You would think that tackling such a large subject would be something that would make a book unwieldy and unapproachable. However, this is not the case. Uglow breaks the period down into sections, covering the lead up to war, the beginning, middle and end of the war. By doing this, it instantly makes the book far more approachable. To further make the subject more palatable Uglow’s aim is to show how ordinary people where effected by the war. This means we get a much more human feel to the events that occur during the war. Instead of reading about far off fights in Egypt and Flanders we get to hear about what was happening and how. It makes the whole event of the war far more real and approachable. Instead of being simply a military history of events that happened two hundred years ago in far off locations, this is a history of all of us; a history of Britain throughout an entire era. Yet even so, this does not get to the root of why the book is so brilliant; this is due to the way in which the people that populate its pages are brought to life.
From sailors like John Nichols and Frances Austen to soldiers like Sir John Murray and William Harness to ordinary men and women like William Rowbottom and Mary Hardy to politicians such as William Pitt and Charles James Fox to caricaturists such as Gillray and Cruikshank this book covers every aspect of British life and does so in a way that is entertaining and engaging. Uglow never makes the reader feel like they are outside or in another time to these people. She makes us feel like we know them; we could meet them in the street or outside a pub. They are not distant, unrelatable figures. They are people that we know because they are us. By showing us the most intimate correspondence of some of these people, we realize that though they are nearly constantly at war with France and her dominions for twenty years, they felt the same things that we do. They were worried about bringing their children up in the right way; worried about taxes (particularly the newly invented “income tax); worried about the threat of terrorism from home and abroad and worried about whether they would be able to live through the next day. We also get to see their hopes and dreams as well; the book manages to provide as much laughter and happy moments as it does provide introspective reflection.
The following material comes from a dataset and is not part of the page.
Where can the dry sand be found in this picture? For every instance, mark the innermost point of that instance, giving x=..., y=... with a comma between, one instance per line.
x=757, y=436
Not only do we get a feel for people at home, Uglow also brings in how it felt fighting against Napoleon and his armies. The brutality of the war is shown in all its dark and foreboding essence. The full horror of war is presented in a stark and truly dreadful way. Not only do we get chance to read about soldiers writing their last letter to their families telling them all is well only for them to die days later. Uglow also brings in how some were desperate for glory and disappointed at not being able to take part in great historical events, such as Francis Austen who was so close to taking part in the battle of Trafalgar. Uglow expertly weaves the two strands together, that of the horror of war and that of the death or glory sentiments that some officers had. We get to experience both sides of how the men who went out to fight experienced war.
Overall, Uglow’s book is a testament to how, in some ways, British life has changed incredibly because of the Napoleonic wars but also how life has not changed at all. The story of Britain is still being written and as history continues to march forward, we are constantly looking back at the past to try and understand how our forebears lives and how their lives effect our own. Uglow’s book does that but it also shows that in many ways lives don’t change so radically because humanity has a habit of not changing. The people that fought Napoleon are in many ways the same people to fight against any cause that they believe in.
I’d recommend In These Times to anyone who is interested in the history of Britain during the period; anyone interested in social history and how we have evolved as a species and anyone interested in the human condition as this book presents it in its most beautiful, brutal, dark and yet hopeful light. Highly recommended.